Every time when the data volume reaches 1.5 million, the error occurs

xiangfu0 commented 3 years ago

From the log, seems that the starTree builder is trying to read the column index that doesn't exist, can you double check if the columns in starTree confis: SUM__xxx are contained in your schema with the exact name?

cc: @Jackie-Jiang

tieke1121 commented 3 years ago

I checked my schema config file. use these schema & table configurations. the Pinot servers received 1,500,000 records. then the error occurs. the cluster has 3 servers

Jackie-Jiang commented 3 years ago

@tieke1121 Star-tree index cannot be applied to multi-valued fields. Can you remove the star-tree config and retry?

@icefury71 Let's add this validation to the star-tree config

tieke1121 commented 3 years ago

@tieke1121 Star-tree index cannot be applied to multi-valued fields. Can you remove the star-tree config and retry? if not apply star-tree config. the Pinot server works fine. so is the star-tree index is unusable?

xiangfu0 commented 3 years ago

@tieke1121 Star-tree index cannot be applied to multi-valued fields.
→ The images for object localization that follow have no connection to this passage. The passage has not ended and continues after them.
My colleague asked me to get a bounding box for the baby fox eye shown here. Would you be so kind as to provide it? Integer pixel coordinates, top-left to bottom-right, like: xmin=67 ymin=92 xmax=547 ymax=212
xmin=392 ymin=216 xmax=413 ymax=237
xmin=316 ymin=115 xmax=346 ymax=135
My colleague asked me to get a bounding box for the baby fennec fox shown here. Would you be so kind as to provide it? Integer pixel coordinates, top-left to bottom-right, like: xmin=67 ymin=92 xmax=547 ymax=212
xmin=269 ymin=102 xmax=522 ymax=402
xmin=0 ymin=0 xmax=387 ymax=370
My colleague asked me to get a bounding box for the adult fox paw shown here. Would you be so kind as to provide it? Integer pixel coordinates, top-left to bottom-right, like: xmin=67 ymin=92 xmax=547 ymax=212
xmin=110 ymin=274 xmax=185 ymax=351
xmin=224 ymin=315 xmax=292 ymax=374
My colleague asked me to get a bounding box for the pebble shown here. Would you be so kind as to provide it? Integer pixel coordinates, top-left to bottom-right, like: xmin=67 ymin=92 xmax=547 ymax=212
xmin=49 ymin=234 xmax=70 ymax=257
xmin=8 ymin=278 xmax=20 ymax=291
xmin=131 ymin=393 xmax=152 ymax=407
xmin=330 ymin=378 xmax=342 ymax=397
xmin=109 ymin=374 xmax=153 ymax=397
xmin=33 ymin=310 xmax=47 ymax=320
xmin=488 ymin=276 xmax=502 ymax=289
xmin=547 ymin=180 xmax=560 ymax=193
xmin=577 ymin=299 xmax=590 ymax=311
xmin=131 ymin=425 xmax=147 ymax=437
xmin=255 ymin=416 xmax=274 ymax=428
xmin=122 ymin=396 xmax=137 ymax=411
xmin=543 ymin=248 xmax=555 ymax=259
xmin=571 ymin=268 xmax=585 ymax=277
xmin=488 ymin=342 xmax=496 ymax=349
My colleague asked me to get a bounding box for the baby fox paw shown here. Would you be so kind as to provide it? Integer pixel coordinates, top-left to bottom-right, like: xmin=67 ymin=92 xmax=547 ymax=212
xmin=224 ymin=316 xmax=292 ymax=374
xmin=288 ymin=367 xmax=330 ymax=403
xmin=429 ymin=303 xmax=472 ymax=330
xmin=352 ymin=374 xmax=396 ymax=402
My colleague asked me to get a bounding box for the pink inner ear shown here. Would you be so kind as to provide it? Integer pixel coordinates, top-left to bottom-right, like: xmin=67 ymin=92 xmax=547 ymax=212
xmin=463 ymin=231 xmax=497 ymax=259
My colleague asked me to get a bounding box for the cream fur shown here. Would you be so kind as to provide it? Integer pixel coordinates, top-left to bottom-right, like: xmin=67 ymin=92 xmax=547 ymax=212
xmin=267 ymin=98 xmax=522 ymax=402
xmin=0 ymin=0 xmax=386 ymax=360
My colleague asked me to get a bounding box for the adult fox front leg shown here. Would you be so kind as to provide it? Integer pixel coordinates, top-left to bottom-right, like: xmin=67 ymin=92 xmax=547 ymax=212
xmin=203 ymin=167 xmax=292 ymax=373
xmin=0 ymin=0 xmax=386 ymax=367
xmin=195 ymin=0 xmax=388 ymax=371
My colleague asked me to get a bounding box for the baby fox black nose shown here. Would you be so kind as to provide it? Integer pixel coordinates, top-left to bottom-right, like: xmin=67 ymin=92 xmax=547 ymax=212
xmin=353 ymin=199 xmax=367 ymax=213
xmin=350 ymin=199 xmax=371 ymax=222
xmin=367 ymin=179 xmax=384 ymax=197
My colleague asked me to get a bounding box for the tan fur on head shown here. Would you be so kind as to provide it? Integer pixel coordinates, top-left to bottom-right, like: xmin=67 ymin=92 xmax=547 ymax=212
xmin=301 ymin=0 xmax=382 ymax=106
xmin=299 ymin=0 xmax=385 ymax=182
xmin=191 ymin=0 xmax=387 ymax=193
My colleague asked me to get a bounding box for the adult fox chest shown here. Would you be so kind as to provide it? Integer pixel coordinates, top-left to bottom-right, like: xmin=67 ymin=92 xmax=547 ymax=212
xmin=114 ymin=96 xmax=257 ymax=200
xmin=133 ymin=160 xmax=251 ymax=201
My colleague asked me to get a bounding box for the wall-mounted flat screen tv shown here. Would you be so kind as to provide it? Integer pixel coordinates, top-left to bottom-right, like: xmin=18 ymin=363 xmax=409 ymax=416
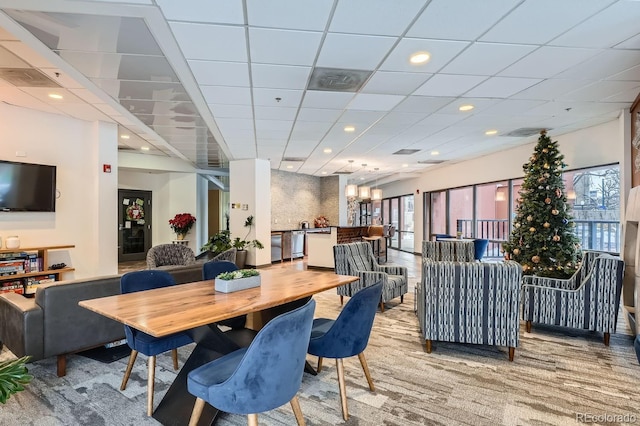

Can you remove the star-tree config and retry? if not apply star-tree config. the Pinot server works fine. so is the star-tree index is unusable?

I think startree requires columns d1,d2,...d5 to be single value column, in your schema, those are multi-value column, hence the startree build got exception which prevents the consumption from moving forward.

icefury71 commented 3 years ago

@Jackie-Jiang added a simple validation check: #6641